Occasionally, a company may face a disruptive market shift that forces it to adapt in order to remain competitive (think Blockbuster). But seldom does an entire industry experience multiple simultaneous game changers, like those facing the US health insurance market today.
Beyond the looming uncertainty of the Supreme Court’s pending rule on the Affordable Care Act (ACA), there are several other seismic catalysts forcing private payers to reevaluate the ways they service their customers. The most obvious of which is the customers themselves.
Evolving expectations are dictating that companies in most industries shift resources to account for new “always connected” stakeholders. As digital consumers, we have all grown accustomed to conducting business our way, on our terms. And why should the business of healthcare be any different?
When implemented properly, digital marketing aims to identify personal interests and trends and deliver unique experiences that resonate individually with each customer across multiple channels.
But unlike most other industries, health payers also have a vested interest in education and member outreach (some would argue that it’s actually a responsibility), since the offline lifestyle decisions of their consumers directly impact their bottom line. In a nutshell, acute medical emergencies are much more expensive than regular preventative health maintenance.

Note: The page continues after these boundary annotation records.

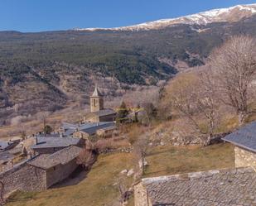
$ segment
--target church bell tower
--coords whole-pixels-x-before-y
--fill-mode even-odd
[[[94,113],[104,109],[103,95],[99,91],[98,86],[95,86],[93,94],[89,97],[90,99],[90,112]]]

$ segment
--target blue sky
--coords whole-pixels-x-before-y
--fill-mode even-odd
[[[256,0],[0,0],[0,31],[129,26]]]

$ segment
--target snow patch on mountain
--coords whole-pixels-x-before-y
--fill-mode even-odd
[[[238,5],[229,8],[214,9],[197,14],[188,15],[178,18],[161,19],[129,26],[114,28],[85,28],[75,31],[94,31],[99,30],[108,31],[140,31],[161,29],[176,24],[206,25],[213,22],[237,22],[256,13],[256,3],[249,5]]]

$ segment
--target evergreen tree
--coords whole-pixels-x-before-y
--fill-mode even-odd
[[[117,122],[122,123],[124,122],[128,119],[128,115],[129,113],[129,111],[126,106],[126,103],[123,101],[117,114]]]

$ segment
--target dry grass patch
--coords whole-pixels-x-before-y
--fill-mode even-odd
[[[157,146],[147,157],[146,177],[234,167],[234,146],[228,143],[201,146]]]

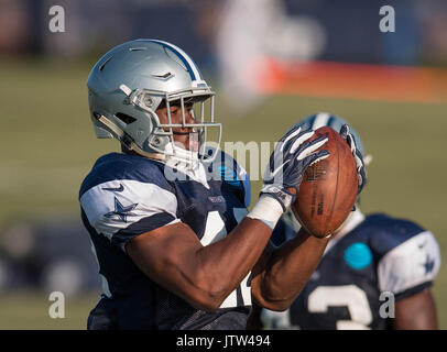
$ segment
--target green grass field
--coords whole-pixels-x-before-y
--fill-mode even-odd
[[[87,106],[89,65],[0,62],[0,227],[10,219],[77,215],[80,182],[95,160],[118,151],[96,140]],[[237,103],[243,103],[238,101]],[[384,211],[432,230],[447,256],[444,184],[447,173],[447,105],[270,97],[247,116],[235,117],[217,100],[225,141],[275,141],[301,118],[329,111],[347,119],[372,154],[361,209]],[[253,182],[253,194],[260,188]],[[441,329],[447,329],[447,275],[433,288]],[[97,297],[66,300],[66,319],[51,319],[44,293],[1,295],[0,329],[85,329]]]

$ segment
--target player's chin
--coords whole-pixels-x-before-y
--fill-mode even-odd
[[[190,133],[193,134],[193,133]],[[197,139],[190,138],[188,135],[174,135],[174,143],[176,146],[182,147],[186,151],[198,152],[199,143]]]

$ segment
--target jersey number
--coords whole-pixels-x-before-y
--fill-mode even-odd
[[[238,223],[248,213],[244,208],[233,208],[233,215]],[[211,244],[227,235],[225,222],[219,215],[219,211],[210,211],[207,217],[205,233],[200,240],[203,245]],[[248,279],[251,272],[243,278],[241,284],[224,300],[220,308],[232,308],[240,306],[251,306],[251,288],[248,285]]]
[[[308,297],[309,312],[327,312],[329,307],[348,307],[351,320],[338,320],[337,330],[367,330],[372,314],[367,294],[356,285],[319,286]]]

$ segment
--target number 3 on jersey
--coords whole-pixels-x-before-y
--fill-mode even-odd
[[[247,216],[244,208],[233,208],[233,215],[238,223]],[[205,233],[200,240],[203,245],[211,244],[227,235],[225,222],[218,211],[210,211],[207,217]],[[220,308],[251,306],[251,288],[248,280],[251,272],[243,278],[241,284],[224,300]]]
[[[337,321],[337,330],[367,330],[372,314],[367,294],[356,285],[319,286],[308,297],[309,312],[327,312],[331,307],[348,307],[352,320]]]

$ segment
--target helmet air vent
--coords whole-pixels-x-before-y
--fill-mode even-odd
[[[145,51],[145,50],[148,50],[148,47],[143,47],[143,46],[140,46],[140,47],[129,47],[129,52],[141,52],[141,51]]]
[[[99,70],[102,72],[102,69],[106,67],[106,65],[111,61],[113,56],[110,56],[107,58],[101,66],[99,66]]]

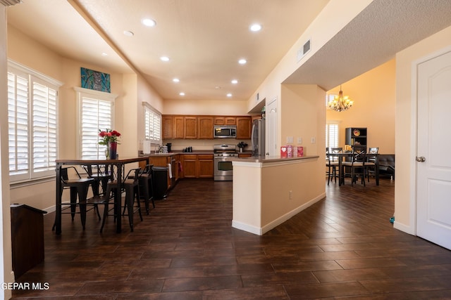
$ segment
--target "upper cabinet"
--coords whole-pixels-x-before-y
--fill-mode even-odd
[[[236,125],[237,118],[236,117],[214,117],[215,125]]]
[[[251,124],[250,117],[237,117],[237,139],[251,138]]]
[[[163,116],[161,118],[163,126],[163,139],[171,139],[174,137],[173,118],[172,116]]]
[[[197,117],[197,138],[213,138],[214,117]]]
[[[174,138],[185,138],[185,117],[174,116]]]
[[[185,138],[197,138],[197,117],[185,117]]]
[[[163,115],[163,139],[213,139],[214,125],[236,125],[237,139],[251,138],[250,116]]]

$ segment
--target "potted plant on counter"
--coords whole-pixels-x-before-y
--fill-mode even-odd
[[[242,141],[241,142],[238,143],[238,145],[237,145],[237,146],[238,146],[238,148],[240,148],[240,152],[242,152],[242,149],[245,147],[247,146],[247,144]]]

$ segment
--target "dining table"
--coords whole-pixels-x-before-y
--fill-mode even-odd
[[[338,157],[338,186],[341,186],[342,184],[345,184],[345,172],[343,171],[342,162],[346,157],[350,157],[352,156],[352,152],[342,152],[339,153],[328,153],[328,155],[333,157]],[[379,185],[379,164],[378,162],[378,154],[371,154],[372,157],[374,157],[374,176],[376,178],[376,185]]]
[[[127,164],[134,162],[146,162],[146,164],[149,164],[149,157],[125,157],[117,159],[61,159],[55,160],[56,171],[56,214],[55,214],[55,233],[57,235],[61,234],[61,202],[62,196],[61,190],[62,189],[62,182],[61,177],[61,168],[64,166],[106,166],[111,173],[112,176],[116,176],[118,182],[120,183],[119,190],[122,190],[123,178],[124,174],[124,167]],[[121,193],[116,193],[114,198],[114,211],[115,215],[121,216]],[[121,218],[116,218],[116,233],[120,233],[122,231]]]

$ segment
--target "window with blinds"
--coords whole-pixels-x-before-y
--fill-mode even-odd
[[[328,123],[326,124],[326,147],[338,147],[338,124]]]
[[[79,99],[79,155],[82,159],[105,159],[106,145],[99,145],[101,130],[114,129],[113,102],[108,93],[76,89]]]
[[[161,115],[144,103],[144,138],[151,143],[159,143],[161,141]]]
[[[13,183],[55,175],[59,86],[54,79],[8,62],[9,174]]]

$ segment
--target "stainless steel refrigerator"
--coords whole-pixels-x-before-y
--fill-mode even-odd
[[[252,122],[252,156],[265,155],[265,120],[258,119]]]

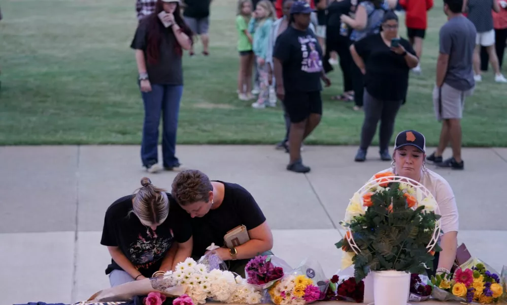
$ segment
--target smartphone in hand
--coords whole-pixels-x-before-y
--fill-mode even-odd
[[[391,41],[391,47],[397,48],[399,46],[399,38],[393,38]]]

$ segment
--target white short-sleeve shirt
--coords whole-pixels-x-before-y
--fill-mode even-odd
[[[393,170],[389,168],[379,172],[388,171],[393,171]],[[459,224],[458,206],[456,204],[454,193],[449,182],[435,172],[426,169],[422,172],[419,183],[428,189],[438,205],[442,216],[440,221],[442,233],[453,231],[458,232]]]

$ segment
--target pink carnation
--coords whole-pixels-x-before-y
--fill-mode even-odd
[[[143,303],[144,305],[162,305],[165,300],[165,296],[160,292],[150,292],[148,296],[144,298]]]
[[[320,297],[320,289],[319,289],[319,287],[313,285],[307,286],[306,289],[305,289],[305,296],[303,297],[303,299],[307,303],[316,301]]]
[[[173,301],[173,305],[194,305],[194,302],[188,295],[182,294]]]

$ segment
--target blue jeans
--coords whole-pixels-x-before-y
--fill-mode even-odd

Additionally, the Medical Loss Ratio (MLR) provision of the ACA stipulates that insurers shall spend at least 80-85% of their premium income on healthcare claims and quality improvement activities. That leaves 15-20% for administrative expenses, including marketing. In fact, it is estimated that private payers who fail to comply will issue consumer rebates totaling over $1 billion by August. So, now more than ever, it is imperative for payers to internally optimize efficiencies and develop effective marketing strategies that deliver measurable results.
In the long run, these changes are expected to result in affordable care for a healthier population. And as other provisions of the ACA significantly expand the pool of new customers for health insurers, the most successful organizations will be those who effectively navigate the changing landscape to build relationships with their customers, rather than continuing to simply facilitate transactions.